Avec sa cordiale mauvaise éducation américaine qu’avaient aggravée les nombreuses années vécues à Paris, au quartier Latin et à Montparnasse, il voulut lui passer l’index sous le menton. Son index avait la taille et la couleur d’une saucisse de Toulouse, avec des taches de rousseur et des poils rouges.
Furieuse, Léonova tapa sur la main qui montait vers son visage.
— Elle me mordrait ! dit Hoover en souriant. Allez, mignonne, on remonte. Passez la première...
La benne pouvait contenir deux personnes, mais Hoover comptait pour trois. Il souleva Léonova comme un bouquet et la posa sur le siège de fer. Il cria : « Enlevez ! » La benne commença aussitôt à monter. Il y eut un fracas et des cris. Quelque chose frappa Hoover aux jarrets. Il tomba en arrière et sa tête cogna contre un obstacle dur et rugueux. Il entendit un craquement à l’intérieur de son crâne et s’évanouit.
Il se réveilla dans un lit d’infirmerie. Simon, penché vers lui, le regardait avec un sourire optimiste.
Hoover battit deux ou trois fois des paupières pour se laver d’une sorte d’inconscience et demanda brusquement :
— La petite ?
Simon hocha la tête avec une grimace rassurante.
— Qu’est-ce qui est arrivé ? demanda Hoover.
— Un éboulement... Toute la paroi au-dessus du Couloir est tombée.
— Il y a des blessés ?
— Deux morts...
Simon avait prononcé ces mots à voix basse, comme s’il avait eu honte. Les deux premiers morts de l’expédition... Un mineur réunionnais, et un menuisier français, Compagnons du Devoir, qui travaillaient au coffrage. Il y avait aussi quatre blessés, dont un électricien japonais dans un état grave.
Le Couloir est désigné sur le croquis par la lettre D.
Dans la paroi de roche, il dessinait une ouverture qui avait dû être rectangulaire et que comblait un mélange chaotique de débris de roches, d’une sorte de ciment et de formes métalliques tordues et retournées à leur origine minérale. Entre cette ouverture et la porte de la Sphère, on avait trouvé, mélangé au sable, la même sorte de débris, qu’on avait soigneusement empaquetés et envoyés à la surface aux fins d’examen et d’analyse.
Le Couloir avait été nommé ainsi parce que les savants pensaient qu’il était l’aboutissement d’un passage, mais ses proportions faisaient plutôt penser au profil d’une salle d’assez grandes dimensions.
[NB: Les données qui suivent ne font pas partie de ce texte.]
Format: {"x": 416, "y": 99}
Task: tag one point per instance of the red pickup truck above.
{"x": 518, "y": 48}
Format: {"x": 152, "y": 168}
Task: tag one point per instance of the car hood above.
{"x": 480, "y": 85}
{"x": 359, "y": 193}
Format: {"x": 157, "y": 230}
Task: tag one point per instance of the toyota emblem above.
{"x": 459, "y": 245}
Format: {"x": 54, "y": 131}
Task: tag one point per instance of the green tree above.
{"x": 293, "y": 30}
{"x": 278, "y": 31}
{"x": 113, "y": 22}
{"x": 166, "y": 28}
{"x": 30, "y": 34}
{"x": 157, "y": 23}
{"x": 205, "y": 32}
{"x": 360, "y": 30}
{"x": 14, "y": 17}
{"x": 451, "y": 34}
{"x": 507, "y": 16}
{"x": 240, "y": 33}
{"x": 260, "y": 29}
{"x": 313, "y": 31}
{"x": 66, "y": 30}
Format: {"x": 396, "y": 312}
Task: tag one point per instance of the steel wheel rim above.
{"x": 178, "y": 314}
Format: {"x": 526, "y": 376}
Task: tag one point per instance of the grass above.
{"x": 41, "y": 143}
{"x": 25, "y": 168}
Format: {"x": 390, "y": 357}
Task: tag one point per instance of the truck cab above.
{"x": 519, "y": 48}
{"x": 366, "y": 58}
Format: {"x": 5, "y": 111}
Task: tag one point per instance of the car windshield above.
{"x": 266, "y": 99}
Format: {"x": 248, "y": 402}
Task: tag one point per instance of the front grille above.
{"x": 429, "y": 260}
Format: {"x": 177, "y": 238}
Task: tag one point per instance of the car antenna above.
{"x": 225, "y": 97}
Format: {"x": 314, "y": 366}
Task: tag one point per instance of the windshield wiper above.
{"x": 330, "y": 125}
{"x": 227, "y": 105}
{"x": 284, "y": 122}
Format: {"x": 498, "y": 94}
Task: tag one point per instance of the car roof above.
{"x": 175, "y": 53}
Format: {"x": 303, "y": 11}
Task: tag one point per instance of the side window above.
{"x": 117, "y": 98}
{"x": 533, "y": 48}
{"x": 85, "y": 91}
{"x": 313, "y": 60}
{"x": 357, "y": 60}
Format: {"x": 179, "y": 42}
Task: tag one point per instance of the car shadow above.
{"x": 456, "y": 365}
Quoi qu’il en fût, c’était sans doute à partir de là que les hommes du passé – s’il s’agissait d’hommes, mais de quoi d’autre aurait-il pu s’agir ? – avaient creusé et durci la roche, apporté le sable, et construit la Sphère. C’était le cordon ombilical à partir duquel celle-ci s’était développée dans son placenta rocheux. Ce Couloir venait de Quelque Part, et pouvait y conduire. On allait le déblayer, s’y introduire et aller voir...
Mais après la Sphère ? Explorer la Sphère d’abord, avait décidé l’assemblée des savants.
— Et moi, qu’est-ce que j’ai ?
Hoover voulut se tâter le crâne, mais ses doigts ne parvinrent pas jusqu’à sa tête. Il y avait entre elle et eux l’épaisseur d’un pansement.